One in nine Scots species at risk of extinction

Istock-178506233 (1)

WWF Scotland calls for urgent action ahead of major environmental summits. 

27th December 2019 by Gavin Stuart 0 Comments

More than 10% of Scotland’s native species are at risk of extinction, a conservation charity has warned.

WWF Scotland said the outlook is bleak for one in nine species, including red squirrels, Scottish wildcats and capercaillies.

The charity is now calling for urgent action to protect threatened species as Scotland prepares to host two major environmental summits.

In April, the country will host the UN Conference of Biological Diversity, while the COP26 climate change talks come to Glasgow in November.

WWF Scotland said these international events should spur ministers into recognising the importance of the country’s natural environment and taking steps to protect it.

The charity wants to see more funding for habitat management and restoration, new environmental legislation, and the creation of a watchdog to hold the government legally accountable for nature recovery. 

It is also calling on the Scottish Government to play a leading role in drawing the links between the climate and nature crises, and championing nature-based solutions such as restoring forests and peatlands.

Lang Banks, WWF Scotland director, said: “Important decisions will be made here in Scotland in 2020 about the future of nature around the world and the links to the climate crisis. That’s why it’s so important we have our own house in order. 

“This means stepping up ambition to restore our amazing nature - we cannot tackle the climate crisis without addressing the emergency facing our most precious species. We need new action and funding for nature, environmental legislation with bold targets and a strong watchdog to hold the government legally accountable for halting and reversing the loss of our precious habitats and species.”

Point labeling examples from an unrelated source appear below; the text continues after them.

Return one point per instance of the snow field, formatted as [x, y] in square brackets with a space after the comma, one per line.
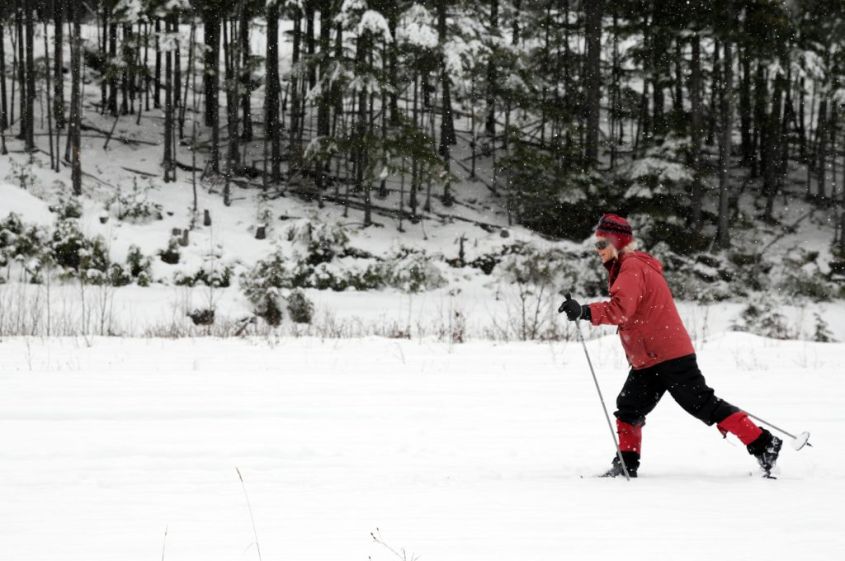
[471, 451]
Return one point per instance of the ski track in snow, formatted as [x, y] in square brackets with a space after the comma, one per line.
[471, 451]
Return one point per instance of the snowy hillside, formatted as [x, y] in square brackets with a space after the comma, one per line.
[461, 452]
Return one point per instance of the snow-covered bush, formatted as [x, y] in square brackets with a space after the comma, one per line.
[134, 206]
[21, 174]
[139, 266]
[300, 308]
[20, 241]
[208, 276]
[67, 207]
[262, 286]
[172, 254]
[73, 251]
[411, 270]
[761, 317]
[800, 275]
[324, 242]
[822, 333]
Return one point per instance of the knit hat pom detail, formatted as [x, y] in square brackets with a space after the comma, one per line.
[616, 229]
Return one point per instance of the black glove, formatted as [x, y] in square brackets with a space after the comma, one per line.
[573, 310]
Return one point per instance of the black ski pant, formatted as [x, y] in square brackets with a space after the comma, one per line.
[685, 383]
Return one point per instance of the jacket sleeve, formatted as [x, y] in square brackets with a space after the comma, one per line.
[625, 295]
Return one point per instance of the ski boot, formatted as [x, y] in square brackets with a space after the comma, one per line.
[766, 449]
[632, 462]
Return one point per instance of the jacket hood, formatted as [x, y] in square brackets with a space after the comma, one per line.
[649, 260]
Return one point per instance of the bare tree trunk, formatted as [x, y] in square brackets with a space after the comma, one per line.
[273, 89]
[592, 78]
[447, 125]
[19, 4]
[715, 86]
[76, 98]
[112, 78]
[29, 139]
[324, 104]
[723, 233]
[294, 96]
[771, 179]
[231, 48]
[821, 150]
[310, 43]
[246, 99]
[491, 75]
[58, 64]
[696, 133]
[4, 120]
[759, 137]
[745, 108]
[169, 165]
[211, 83]
[54, 165]
[157, 81]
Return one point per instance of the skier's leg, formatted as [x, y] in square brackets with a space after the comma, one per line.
[639, 396]
[688, 387]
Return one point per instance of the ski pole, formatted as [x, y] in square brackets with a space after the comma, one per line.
[598, 389]
[798, 442]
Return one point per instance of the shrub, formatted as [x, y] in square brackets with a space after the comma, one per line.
[761, 317]
[67, 208]
[133, 206]
[411, 271]
[137, 263]
[73, 251]
[171, 255]
[262, 287]
[300, 308]
[209, 277]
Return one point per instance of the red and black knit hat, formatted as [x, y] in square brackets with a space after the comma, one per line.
[616, 229]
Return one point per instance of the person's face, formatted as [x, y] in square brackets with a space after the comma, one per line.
[605, 249]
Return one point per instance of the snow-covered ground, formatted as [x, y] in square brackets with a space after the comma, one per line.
[454, 452]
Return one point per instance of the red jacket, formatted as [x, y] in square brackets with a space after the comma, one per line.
[641, 305]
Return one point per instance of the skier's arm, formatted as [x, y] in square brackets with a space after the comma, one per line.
[625, 296]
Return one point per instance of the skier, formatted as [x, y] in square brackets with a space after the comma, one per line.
[659, 351]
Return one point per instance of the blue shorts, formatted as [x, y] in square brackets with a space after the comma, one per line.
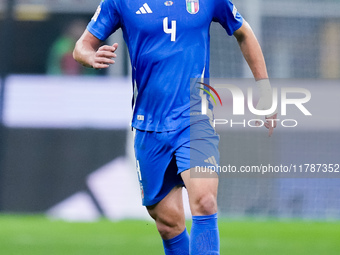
[162, 156]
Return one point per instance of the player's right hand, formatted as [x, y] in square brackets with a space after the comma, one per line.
[103, 57]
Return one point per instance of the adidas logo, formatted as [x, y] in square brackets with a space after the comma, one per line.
[144, 9]
[211, 160]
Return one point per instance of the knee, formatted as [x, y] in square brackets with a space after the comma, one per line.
[205, 204]
[168, 225]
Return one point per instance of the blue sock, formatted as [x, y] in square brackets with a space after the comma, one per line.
[179, 245]
[204, 237]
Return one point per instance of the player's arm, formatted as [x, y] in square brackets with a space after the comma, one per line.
[252, 52]
[89, 52]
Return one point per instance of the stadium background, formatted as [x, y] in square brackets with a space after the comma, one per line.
[64, 139]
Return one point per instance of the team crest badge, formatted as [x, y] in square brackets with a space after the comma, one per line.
[192, 6]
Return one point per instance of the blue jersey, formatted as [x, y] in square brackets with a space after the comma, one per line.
[168, 43]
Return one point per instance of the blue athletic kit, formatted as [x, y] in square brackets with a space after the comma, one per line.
[168, 43]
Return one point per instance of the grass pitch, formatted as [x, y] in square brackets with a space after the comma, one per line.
[37, 235]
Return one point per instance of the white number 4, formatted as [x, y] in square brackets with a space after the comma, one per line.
[171, 30]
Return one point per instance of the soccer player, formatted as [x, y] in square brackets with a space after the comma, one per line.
[168, 42]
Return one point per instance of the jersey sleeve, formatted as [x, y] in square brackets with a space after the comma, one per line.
[227, 15]
[105, 21]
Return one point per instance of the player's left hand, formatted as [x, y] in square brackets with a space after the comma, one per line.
[264, 103]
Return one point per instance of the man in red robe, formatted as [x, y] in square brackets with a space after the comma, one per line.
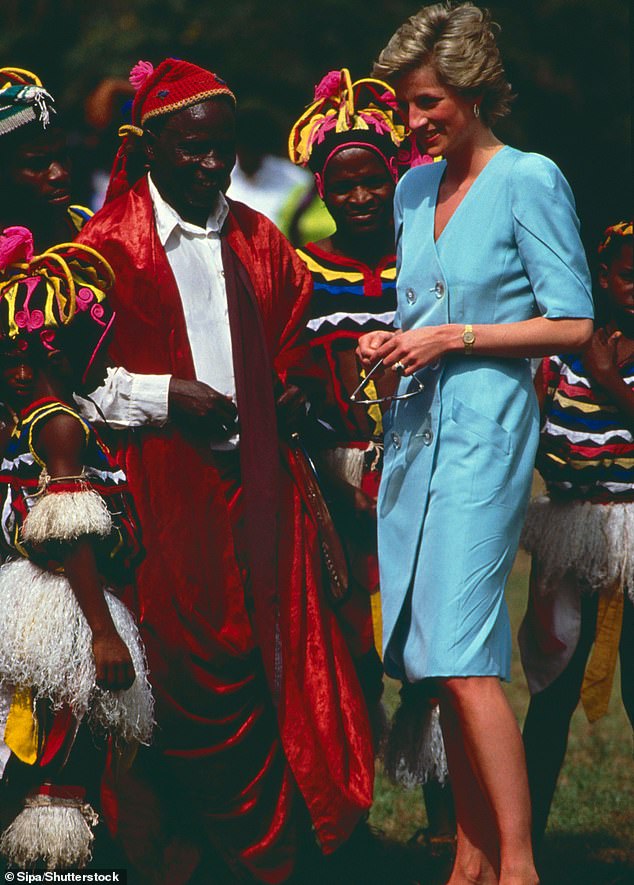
[262, 732]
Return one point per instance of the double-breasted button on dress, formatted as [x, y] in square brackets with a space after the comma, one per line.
[459, 457]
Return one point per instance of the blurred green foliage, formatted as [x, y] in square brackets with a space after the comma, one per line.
[568, 61]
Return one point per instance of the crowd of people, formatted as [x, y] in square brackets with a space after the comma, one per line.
[242, 479]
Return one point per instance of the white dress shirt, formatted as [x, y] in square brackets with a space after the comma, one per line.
[130, 399]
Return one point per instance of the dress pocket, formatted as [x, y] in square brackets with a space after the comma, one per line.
[480, 425]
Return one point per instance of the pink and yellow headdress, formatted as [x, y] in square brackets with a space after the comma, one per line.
[346, 114]
[615, 232]
[43, 296]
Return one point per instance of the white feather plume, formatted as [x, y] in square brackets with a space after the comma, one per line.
[415, 751]
[593, 541]
[46, 643]
[66, 516]
[54, 832]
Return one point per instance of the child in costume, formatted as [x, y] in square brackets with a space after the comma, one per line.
[581, 534]
[354, 139]
[71, 660]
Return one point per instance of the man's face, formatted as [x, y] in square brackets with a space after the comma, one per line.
[359, 192]
[16, 375]
[192, 156]
[38, 172]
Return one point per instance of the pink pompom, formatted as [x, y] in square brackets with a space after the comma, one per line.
[140, 73]
[16, 244]
[328, 85]
[389, 99]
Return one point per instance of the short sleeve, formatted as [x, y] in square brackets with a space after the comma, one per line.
[547, 235]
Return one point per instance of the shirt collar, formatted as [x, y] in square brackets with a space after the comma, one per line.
[168, 219]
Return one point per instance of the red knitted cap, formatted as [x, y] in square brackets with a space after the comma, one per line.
[173, 85]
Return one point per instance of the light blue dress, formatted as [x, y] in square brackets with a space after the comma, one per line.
[459, 458]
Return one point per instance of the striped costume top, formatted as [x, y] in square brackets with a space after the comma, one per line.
[349, 300]
[24, 479]
[585, 453]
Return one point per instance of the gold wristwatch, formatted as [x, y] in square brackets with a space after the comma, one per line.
[468, 339]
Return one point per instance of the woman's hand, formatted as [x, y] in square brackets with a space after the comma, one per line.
[115, 670]
[600, 357]
[412, 350]
[369, 344]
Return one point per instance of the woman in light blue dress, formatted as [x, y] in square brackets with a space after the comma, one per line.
[491, 272]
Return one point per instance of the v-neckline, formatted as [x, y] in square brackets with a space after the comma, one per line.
[438, 238]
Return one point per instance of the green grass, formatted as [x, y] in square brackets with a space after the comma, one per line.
[590, 838]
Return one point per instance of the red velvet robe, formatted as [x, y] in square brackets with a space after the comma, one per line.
[237, 757]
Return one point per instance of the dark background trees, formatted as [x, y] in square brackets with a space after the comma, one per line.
[568, 61]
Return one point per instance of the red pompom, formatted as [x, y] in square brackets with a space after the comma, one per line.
[140, 73]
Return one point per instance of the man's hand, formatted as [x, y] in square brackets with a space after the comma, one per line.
[115, 670]
[201, 407]
[291, 410]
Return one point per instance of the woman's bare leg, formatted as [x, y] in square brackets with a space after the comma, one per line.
[476, 858]
[492, 745]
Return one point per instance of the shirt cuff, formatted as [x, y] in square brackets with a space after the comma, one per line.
[149, 400]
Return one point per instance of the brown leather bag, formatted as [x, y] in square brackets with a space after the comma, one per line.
[306, 479]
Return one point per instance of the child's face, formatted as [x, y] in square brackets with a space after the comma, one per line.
[617, 281]
[16, 377]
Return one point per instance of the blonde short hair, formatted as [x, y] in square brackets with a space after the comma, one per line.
[458, 42]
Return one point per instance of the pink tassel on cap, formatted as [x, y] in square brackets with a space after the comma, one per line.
[140, 73]
[16, 244]
[328, 85]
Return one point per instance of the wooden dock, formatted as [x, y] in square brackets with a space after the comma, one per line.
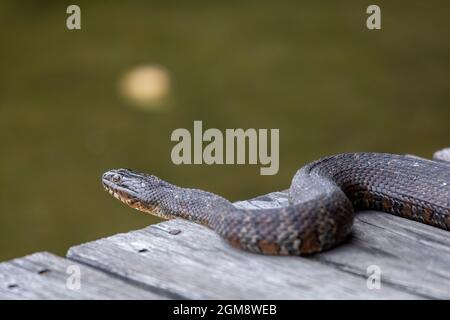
[181, 260]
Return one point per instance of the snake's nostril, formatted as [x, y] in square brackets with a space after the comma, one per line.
[116, 178]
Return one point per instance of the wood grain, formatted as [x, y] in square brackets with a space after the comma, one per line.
[44, 276]
[190, 261]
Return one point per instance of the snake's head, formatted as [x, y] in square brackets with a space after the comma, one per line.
[133, 188]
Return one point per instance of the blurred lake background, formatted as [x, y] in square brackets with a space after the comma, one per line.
[310, 68]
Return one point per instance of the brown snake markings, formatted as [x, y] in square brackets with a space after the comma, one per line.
[323, 197]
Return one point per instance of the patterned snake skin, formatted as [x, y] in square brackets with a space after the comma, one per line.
[323, 198]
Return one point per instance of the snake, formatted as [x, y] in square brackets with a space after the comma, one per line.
[323, 198]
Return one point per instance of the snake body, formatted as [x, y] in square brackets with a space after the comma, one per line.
[323, 197]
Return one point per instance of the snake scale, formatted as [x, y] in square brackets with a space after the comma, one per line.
[323, 197]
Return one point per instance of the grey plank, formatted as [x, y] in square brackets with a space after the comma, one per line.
[191, 261]
[412, 256]
[43, 276]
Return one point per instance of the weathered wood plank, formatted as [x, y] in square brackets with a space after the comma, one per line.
[196, 263]
[412, 256]
[43, 276]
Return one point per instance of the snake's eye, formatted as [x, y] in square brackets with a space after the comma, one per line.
[116, 178]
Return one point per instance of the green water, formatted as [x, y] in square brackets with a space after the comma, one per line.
[312, 70]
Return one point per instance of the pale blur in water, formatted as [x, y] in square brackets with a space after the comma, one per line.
[312, 70]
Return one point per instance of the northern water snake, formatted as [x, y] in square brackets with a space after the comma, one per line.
[323, 198]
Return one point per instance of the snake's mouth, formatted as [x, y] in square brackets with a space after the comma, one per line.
[126, 196]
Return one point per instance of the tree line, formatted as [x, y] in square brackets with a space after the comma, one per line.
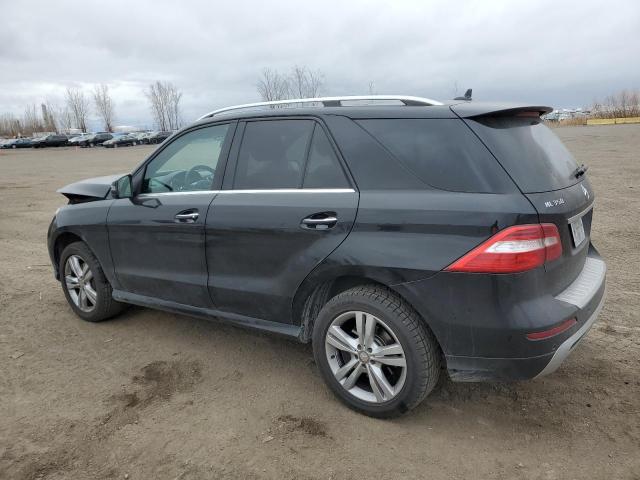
[164, 101]
[623, 104]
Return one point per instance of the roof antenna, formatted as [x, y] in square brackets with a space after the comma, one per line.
[467, 96]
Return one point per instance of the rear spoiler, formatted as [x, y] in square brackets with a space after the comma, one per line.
[479, 109]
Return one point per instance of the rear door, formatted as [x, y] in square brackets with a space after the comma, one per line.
[286, 204]
[549, 176]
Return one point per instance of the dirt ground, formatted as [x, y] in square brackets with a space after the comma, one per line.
[152, 395]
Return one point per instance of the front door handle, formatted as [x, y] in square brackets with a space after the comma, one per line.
[187, 217]
[320, 221]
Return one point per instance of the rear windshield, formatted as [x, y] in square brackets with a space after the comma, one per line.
[532, 154]
[442, 153]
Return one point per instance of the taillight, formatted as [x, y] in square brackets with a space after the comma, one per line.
[514, 249]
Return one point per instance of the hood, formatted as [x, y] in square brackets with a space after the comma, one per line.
[90, 189]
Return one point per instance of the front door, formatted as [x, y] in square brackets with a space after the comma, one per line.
[157, 238]
[287, 206]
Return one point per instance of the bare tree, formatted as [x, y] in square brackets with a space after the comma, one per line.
[304, 83]
[10, 125]
[105, 107]
[300, 83]
[49, 116]
[273, 86]
[31, 122]
[79, 107]
[65, 119]
[164, 98]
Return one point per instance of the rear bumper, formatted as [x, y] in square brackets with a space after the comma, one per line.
[483, 336]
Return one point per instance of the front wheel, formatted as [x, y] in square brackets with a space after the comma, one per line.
[375, 352]
[85, 286]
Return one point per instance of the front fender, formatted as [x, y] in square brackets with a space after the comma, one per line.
[86, 222]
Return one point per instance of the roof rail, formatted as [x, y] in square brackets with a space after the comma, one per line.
[329, 102]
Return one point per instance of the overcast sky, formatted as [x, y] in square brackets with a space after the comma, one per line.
[559, 53]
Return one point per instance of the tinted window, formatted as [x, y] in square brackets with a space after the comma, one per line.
[272, 154]
[323, 167]
[188, 163]
[442, 153]
[532, 154]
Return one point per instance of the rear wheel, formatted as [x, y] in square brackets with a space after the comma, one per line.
[375, 352]
[86, 288]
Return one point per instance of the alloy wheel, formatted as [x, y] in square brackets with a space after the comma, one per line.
[80, 283]
[365, 356]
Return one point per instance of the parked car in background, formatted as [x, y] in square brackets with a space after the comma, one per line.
[159, 137]
[17, 143]
[75, 140]
[124, 140]
[95, 139]
[50, 141]
[145, 136]
[141, 136]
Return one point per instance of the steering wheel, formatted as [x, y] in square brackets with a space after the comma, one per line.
[193, 175]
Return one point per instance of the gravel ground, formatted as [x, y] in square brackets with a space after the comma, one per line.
[152, 395]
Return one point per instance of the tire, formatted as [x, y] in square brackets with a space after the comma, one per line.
[391, 317]
[104, 306]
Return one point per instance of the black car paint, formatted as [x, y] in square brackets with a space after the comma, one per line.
[262, 265]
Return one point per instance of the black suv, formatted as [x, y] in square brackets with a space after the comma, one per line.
[399, 240]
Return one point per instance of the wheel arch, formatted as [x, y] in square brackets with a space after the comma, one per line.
[318, 289]
[62, 241]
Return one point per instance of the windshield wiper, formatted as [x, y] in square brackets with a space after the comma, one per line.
[581, 170]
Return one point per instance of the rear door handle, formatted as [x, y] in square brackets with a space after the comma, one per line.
[320, 221]
[187, 217]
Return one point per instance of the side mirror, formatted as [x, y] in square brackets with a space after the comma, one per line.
[121, 188]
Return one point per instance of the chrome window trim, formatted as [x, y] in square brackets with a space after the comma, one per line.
[271, 190]
[186, 192]
[292, 190]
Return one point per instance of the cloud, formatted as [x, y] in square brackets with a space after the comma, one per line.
[558, 53]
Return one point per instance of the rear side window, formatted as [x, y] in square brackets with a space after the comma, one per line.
[323, 168]
[273, 154]
[442, 153]
[532, 154]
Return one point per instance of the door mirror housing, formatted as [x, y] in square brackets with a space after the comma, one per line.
[121, 188]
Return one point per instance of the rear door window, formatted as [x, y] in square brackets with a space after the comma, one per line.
[442, 153]
[323, 168]
[532, 154]
[272, 154]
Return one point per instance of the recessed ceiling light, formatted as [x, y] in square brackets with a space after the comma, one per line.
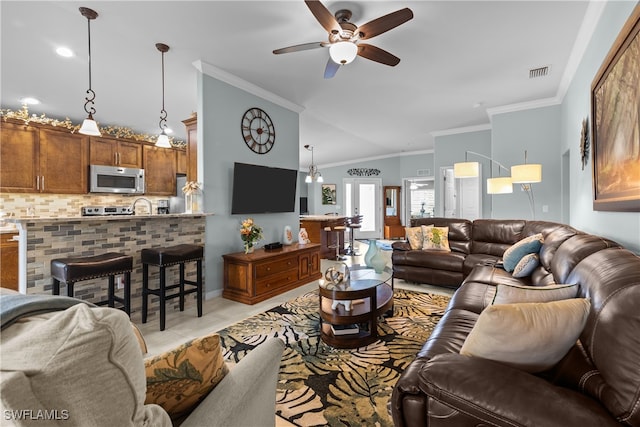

RSPB Scotland’s Paul Walton, lead author of the State of Nature Scotland report, added:

“With two key global conferences, on biodiversity and climate, both happening in Scotland in 2020, the eyes of the world will be on our country.

“How we prioritise, support and fund the twin climate and nature crises, how we use our ingenuity to find innovative solutions that genuinely deliver for both, will be under scrutiny.

“Peatland restoration, effective management of kelp beds and salt marshes, tree planting that delivers diverse and flourishing native woodland alongside timber production, better management of agricultural soils and habitats and a step-up in targeted species conservation, will be among the key pointers to success.”